If there is a controversy among the use of TEI, it seems to be the appropriate degree of “semantic” markup. David Golumbia argues that a minimal markup is ideal both for the longevity of archived texts and the utility of those texts:
No doubt, some researchers may wish to create highly rich, structured-data-based applications driven off of this archival language data, but it would be a grave error to try to incorporate such markup into the archive itself. That would actually obscure the data itself, and the data is what we are trying to preserve in as ‘raw’ a form as possible. (Golumbia 117)
The minimally-marked texts function as a sort of raw data, true, but it seems even the most powerful tools have a limited functionality with raw data in this form. Voyant Tools gives one a taste of just what a software tool can do with such a semantically-undeclared, raw text: search and count words and then display those search results in a variety of more and less useful fashions.

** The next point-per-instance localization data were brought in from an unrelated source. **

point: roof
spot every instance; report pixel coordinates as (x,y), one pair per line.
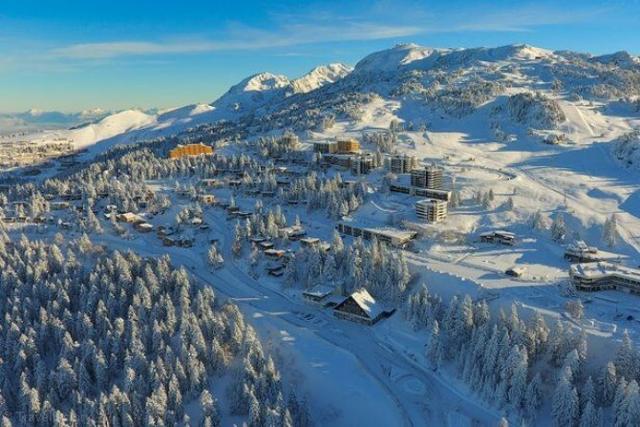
(366,302)
(393,233)
(599,270)
(319,291)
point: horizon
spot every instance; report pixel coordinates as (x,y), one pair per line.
(70,57)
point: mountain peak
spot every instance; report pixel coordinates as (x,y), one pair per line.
(319,76)
(394,58)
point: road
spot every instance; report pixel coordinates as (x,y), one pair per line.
(377,357)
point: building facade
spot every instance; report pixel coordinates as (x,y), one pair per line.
(427,177)
(596,276)
(349,145)
(392,236)
(325,147)
(361,165)
(431,210)
(190,150)
(401,163)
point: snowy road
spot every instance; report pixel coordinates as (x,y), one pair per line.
(351,362)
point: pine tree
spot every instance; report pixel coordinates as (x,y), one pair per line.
(610,231)
(590,416)
(607,382)
(558,228)
(564,407)
(626,358)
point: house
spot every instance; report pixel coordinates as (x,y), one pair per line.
(265,245)
(129,217)
(516,271)
(143,227)
(206,199)
(392,236)
(190,150)
(500,236)
(318,294)
(275,270)
(274,253)
(401,163)
(210,182)
(59,205)
(325,147)
(431,210)
(360,307)
(427,177)
(430,193)
(596,276)
(348,145)
(362,164)
(581,252)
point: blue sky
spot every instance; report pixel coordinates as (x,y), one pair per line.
(72,55)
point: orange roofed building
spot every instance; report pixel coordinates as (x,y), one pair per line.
(349,145)
(190,150)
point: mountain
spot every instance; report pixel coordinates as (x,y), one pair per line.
(320,76)
(261,89)
(520,90)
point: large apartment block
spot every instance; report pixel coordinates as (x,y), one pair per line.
(325,147)
(361,165)
(348,146)
(595,276)
(427,177)
(431,210)
(190,150)
(401,163)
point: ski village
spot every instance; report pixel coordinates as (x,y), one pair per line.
(434,237)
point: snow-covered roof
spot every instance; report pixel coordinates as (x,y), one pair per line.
(319,291)
(366,302)
(599,270)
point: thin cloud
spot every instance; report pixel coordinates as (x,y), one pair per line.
(314,27)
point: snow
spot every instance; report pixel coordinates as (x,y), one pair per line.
(320,76)
(336,362)
(363,298)
(392,59)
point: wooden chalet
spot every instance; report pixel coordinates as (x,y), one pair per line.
(360,307)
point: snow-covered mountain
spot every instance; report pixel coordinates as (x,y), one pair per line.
(515,89)
(36,119)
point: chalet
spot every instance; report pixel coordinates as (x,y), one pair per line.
(502,237)
(168,241)
(318,294)
(266,245)
(516,271)
(206,199)
(129,217)
(275,270)
(581,252)
(360,307)
(184,242)
(59,205)
(274,253)
(190,150)
(208,183)
(596,276)
(392,236)
(143,227)
(309,241)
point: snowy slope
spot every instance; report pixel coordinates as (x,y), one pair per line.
(319,77)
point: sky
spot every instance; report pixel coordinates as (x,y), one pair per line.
(71,55)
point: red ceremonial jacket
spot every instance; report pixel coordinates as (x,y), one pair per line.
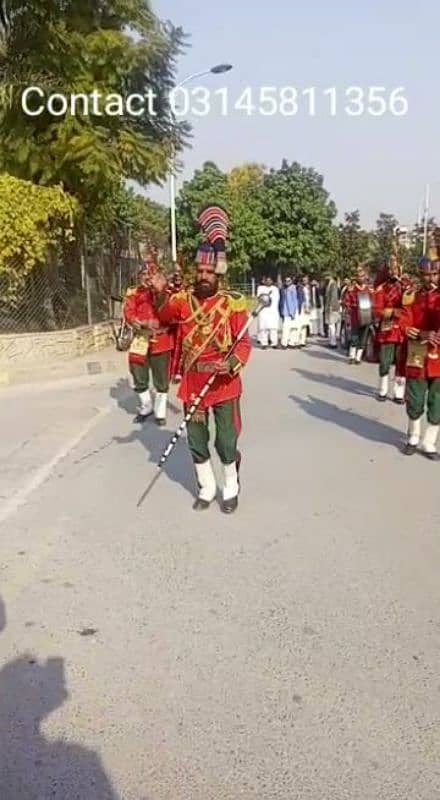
(139,304)
(421,311)
(208,327)
(387,309)
(350,301)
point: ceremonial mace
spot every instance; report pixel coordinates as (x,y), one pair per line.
(263,301)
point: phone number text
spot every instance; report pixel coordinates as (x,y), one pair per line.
(288,101)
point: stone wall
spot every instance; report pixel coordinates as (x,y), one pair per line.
(23,349)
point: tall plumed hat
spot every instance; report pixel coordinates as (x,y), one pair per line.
(213,221)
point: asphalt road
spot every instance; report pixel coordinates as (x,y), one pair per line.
(290,651)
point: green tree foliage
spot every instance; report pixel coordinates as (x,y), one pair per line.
(249,232)
(33,220)
(281,217)
(76,46)
(299,217)
(385,240)
(129,221)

While this potential is interesting (see the Radiolab story about the professor who, from looking at the declining variety of words in her texts, found that Agatha Christie had undiagnosed Alzheimer’s), the question arises: isn’t even this most basic level of encoding an interpretation? I find that Paul Eggert and, later, James Cummings’ response to this compelling: TEI provides a “phenomenology, not an ontology” of the text (Cummings). As though one could provide the ontology of the text? Text essence? Text Dasein? Probably not, I believe, “book” Dasein. The problem seems to be one of expectation: semantic encoding leads intuitively to the expectation of ontological capture. While considering metadata, then, perhaps there is a line to be drawn in what metadata is for purposes of display, and what metadata passes beyond visualization of the text.

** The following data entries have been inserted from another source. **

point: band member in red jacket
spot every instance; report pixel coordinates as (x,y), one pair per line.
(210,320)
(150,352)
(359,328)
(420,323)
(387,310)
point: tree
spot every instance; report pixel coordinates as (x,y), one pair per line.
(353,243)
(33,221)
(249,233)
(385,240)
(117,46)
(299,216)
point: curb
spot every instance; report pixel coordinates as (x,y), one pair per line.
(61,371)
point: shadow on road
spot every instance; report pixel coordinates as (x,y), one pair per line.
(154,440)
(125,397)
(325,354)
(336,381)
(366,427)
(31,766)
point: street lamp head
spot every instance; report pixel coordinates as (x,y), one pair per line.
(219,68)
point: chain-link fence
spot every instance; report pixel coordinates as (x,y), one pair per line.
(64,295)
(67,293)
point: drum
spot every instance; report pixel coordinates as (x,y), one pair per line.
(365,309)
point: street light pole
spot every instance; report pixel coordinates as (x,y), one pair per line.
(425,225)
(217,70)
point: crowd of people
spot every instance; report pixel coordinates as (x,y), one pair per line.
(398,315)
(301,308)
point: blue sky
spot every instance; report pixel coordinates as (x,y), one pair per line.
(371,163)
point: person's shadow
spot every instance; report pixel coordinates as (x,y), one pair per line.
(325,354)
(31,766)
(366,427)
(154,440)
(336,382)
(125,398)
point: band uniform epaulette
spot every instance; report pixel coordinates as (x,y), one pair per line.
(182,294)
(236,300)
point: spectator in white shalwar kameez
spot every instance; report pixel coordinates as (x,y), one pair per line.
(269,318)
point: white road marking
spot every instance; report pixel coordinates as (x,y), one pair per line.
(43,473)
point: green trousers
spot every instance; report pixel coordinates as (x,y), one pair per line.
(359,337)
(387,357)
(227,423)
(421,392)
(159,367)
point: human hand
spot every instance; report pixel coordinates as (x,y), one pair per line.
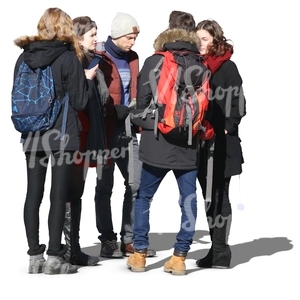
(91,73)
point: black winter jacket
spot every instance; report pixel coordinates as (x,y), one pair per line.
(69,77)
(162,152)
(229,107)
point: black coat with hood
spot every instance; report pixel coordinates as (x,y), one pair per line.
(69,77)
(160,151)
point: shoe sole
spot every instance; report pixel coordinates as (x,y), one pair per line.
(175,272)
(127,254)
(111,256)
(134,269)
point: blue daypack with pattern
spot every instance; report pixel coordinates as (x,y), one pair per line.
(35,107)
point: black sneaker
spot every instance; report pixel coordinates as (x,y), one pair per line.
(110,249)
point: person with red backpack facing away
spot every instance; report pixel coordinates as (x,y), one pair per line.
(161,154)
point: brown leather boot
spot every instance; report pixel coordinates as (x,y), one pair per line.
(137,262)
(176,265)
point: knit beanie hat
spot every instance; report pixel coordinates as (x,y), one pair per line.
(123,24)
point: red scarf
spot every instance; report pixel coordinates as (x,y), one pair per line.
(215,62)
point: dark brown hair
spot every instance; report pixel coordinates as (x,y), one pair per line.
(81,26)
(220,43)
(181,20)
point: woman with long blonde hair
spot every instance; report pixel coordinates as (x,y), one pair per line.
(55,44)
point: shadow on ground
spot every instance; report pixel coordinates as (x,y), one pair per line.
(241,253)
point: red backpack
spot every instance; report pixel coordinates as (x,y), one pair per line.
(181,96)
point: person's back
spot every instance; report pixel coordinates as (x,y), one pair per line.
(52,47)
(161,154)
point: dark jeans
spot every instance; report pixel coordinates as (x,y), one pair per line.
(104,188)
(61,172)
(150,180)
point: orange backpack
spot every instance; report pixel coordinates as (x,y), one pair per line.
(180,96)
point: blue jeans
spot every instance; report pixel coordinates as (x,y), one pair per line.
(151,178)
(104,188)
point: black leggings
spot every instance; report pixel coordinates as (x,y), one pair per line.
(61,172)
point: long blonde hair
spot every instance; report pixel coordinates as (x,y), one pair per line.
(55,24)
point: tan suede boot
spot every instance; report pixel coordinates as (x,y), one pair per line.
(137,262)
(175,265)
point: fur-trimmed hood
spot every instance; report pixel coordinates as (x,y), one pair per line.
(39,53)
(175,35)
(25,40)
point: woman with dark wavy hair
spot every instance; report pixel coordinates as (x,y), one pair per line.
(92,139)
(229,106)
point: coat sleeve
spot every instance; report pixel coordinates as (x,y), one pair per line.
(235,106)
(77,85)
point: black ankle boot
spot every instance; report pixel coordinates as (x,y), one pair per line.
(219,255)
(74,254)
(216,260)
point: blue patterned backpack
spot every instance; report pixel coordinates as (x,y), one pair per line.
(35,107)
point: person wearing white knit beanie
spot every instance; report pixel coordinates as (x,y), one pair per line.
(120,66)
(123,24)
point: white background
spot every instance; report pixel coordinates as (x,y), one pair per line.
(264,235)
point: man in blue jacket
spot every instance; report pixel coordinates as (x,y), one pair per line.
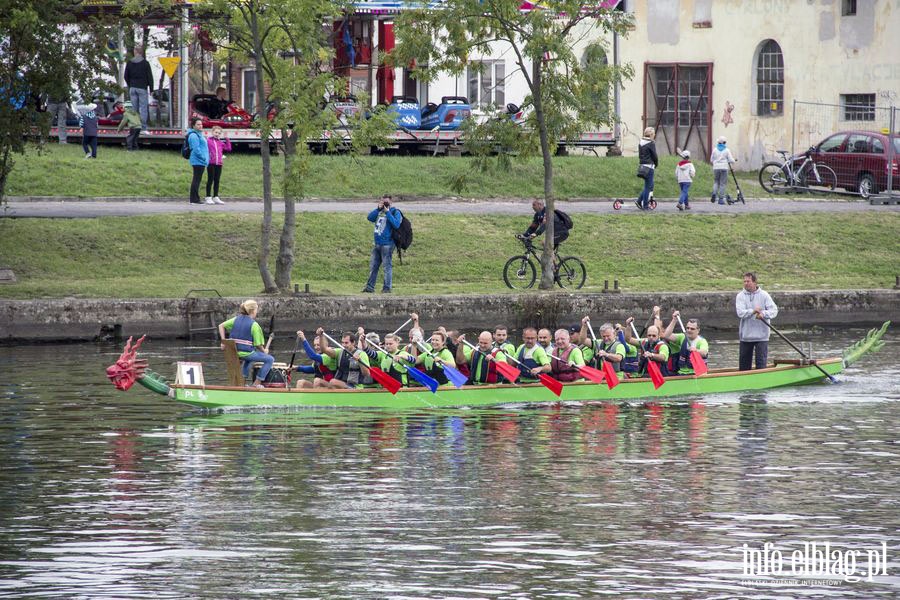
(386,218)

Cummings presents an example that falls between the silent metadata tagging of XML texts and traditional critical scholarly work when he recommends a digital text that can have varying degrees of critical apparatus. This is metadata but not hidden metadata and not metadata that manifests without one’s go-ahead (in Cummings example at least, it sounds as though one can choose which metadata is available at any given time). Here is Cummings’ description of the text many-editions-in-one digital text:
Electronic publications can, if suitably encoded and suitably supported by software, present the same text in many forms: as clear text, as diplomatic transcript of one witness or another, as critical reconstruction of an authorial text, with or without critical apparatus of variants, and with or without annotations aimed at the textual scholar, the historian, the literary scholar, the linguist, the graduate student, or the undergraduate. (Cummings)
This text, I imagine, does change the ontological status of the text, and this change manifests as phenomenological alteration. Imagine, if one will, having a text of Moby Dick which could include either zero footnotes, or footnotes for the layman, footnotes for the undergrad, and footnotes for the grad student (would you like to read Moby Dick on easy, medium or hard?). One would have a sense at any given point of incompleteness while reading the text, as if bypassing layers of associative, interpretive work available at only the toggle of a menu option.
Cummings, James. “The Text Encoding Initiative and the Study of Literature.” Companion to Digital Literary Studies. Ed. Susan Schriebman, Ray Siemens. Oxford: Blackwell 2008. Web. January 30, 2013.
Golumbia, David. The Cultural Logic of Computation. Cambridge: Harvard UP, 2009. Print.